Gold has always been an inseparable part of Indian culture, used in weddings, festivals, prayers, and savings. What is happening in 2026 has never happened before in India’s bullion markets, which have existed for many centuries.
Gold price records continue breaking since the beginning of 2026, shocking gold purchasers, jewellers, and investors, forcing them to reconsider their gold investments. In this blog, we will find out how the oldest gold market in India responds to rising gold prices.
The historic rally in gold prices
The gold prices continued their upward trend from late 2025 to early 2026, reaching new highs in January 2026. The global gold prices have increased by 18% to $5,100 per ounce at the start of the new year, and analysts believe that it can go even higher to $6,000 per ounce by the end of 2026.

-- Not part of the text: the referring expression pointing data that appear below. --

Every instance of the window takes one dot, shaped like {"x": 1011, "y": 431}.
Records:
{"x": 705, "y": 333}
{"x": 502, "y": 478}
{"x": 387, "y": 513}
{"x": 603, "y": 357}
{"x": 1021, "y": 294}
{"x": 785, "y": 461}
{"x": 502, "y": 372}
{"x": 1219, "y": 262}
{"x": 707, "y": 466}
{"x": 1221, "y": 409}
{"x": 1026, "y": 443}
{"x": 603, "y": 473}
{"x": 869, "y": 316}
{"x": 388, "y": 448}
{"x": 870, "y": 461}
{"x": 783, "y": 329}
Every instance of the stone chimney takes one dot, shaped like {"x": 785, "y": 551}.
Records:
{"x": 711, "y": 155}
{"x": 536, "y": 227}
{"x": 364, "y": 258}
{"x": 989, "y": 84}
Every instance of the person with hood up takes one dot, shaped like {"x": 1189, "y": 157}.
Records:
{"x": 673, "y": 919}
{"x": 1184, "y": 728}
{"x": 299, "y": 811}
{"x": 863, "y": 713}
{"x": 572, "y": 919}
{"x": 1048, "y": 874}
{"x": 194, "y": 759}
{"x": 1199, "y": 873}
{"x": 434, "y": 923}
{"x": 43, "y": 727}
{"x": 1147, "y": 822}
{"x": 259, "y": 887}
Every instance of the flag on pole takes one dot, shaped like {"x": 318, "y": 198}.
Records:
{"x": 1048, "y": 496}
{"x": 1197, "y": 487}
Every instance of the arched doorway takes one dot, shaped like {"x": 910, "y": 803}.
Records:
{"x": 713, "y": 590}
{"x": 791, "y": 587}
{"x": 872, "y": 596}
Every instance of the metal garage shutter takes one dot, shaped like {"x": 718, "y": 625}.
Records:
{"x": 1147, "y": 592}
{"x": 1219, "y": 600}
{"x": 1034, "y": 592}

This sharp increase in the gold prices at the start of 2026 was preceded by a strong 64% increase in the gold prices in 2025, when the gold price for the first time broke the $3,000 and the $4,000 levels, in the history of the global gold prices.
Domestically, the impact was similar. The 24-carat gold prices in the domestic gold market shot to a new high of more than Rs 1,80,000 per 10 grams in late January. These drastic changes in the gold prices were supported by investors’ strong buying interest in gold ETFs and ongoing geopolitical uncertainty.
The response of India’s Zaveri Bazaar and Bullion Hubs
Zaveri Bazaar is the centre of the bullion industry in India, which is situated in Mumbai. It is one of the largest gold markets in India, and the demand for gold in Mumbai is driven by diamond traders in Zaveri Bazaar, business families, NRIs, and the working-class population.
The increased gold prices have created a division among the gold buyers in Zaveri Bazaar. Retailers are more wary of making big gold purchases, whereas investors are buying gold at every downturn for value buying.
The gold prices in different cities slightly differ from each other based on the local demand-supply dynamics. For example, the gold price is relatively high in metropolitan cities like Chennai due to the high cultural demand for temple jewellery, and hence, the current gold rate in Chennaiis a bit higher than in other cities like Delhi and Mumbai.
In a Tamil family, it is tradition to purchase gold jewellery on auspicious occasions; hence, creating a consistent demand for gold in Chennai even at high prices.
The investment shift to digital gold
The increased gold rates have accelerated the ongoing trend of changing preference from gold coins and bullion to digital gold. At the beginning of the year, Indian gold ETFs had the best performance with net inflows reaching Rs. 240 billion, becoming the third in the world after the United States and China. For the first time, the inflow into gold ETFs surpassed that into equity funds.
Beginners prefer investing in Sovereign Gold Bonds, Gold ETFs, and UPI-based digital gold purchases that give the opportunity to invest in gold without paying additional commissions, storage, and assaying fees.
Conclusion
For the old gold markets of India, this surge in gold prices is both thrilling for investors seeking gold as an investment asset, while cooling off everyday gold jewellery demand. From the wholesale lanes of Zaveri Bazaar to the temple-town jewellers of Chennai, the response is the same, which involves adapting, innovating, and respecting the long-standing role of gold in an individual’s life.
It makes tracking of both global and domestic gold prices crucial for investors to make informed investment decisions in this precious metal.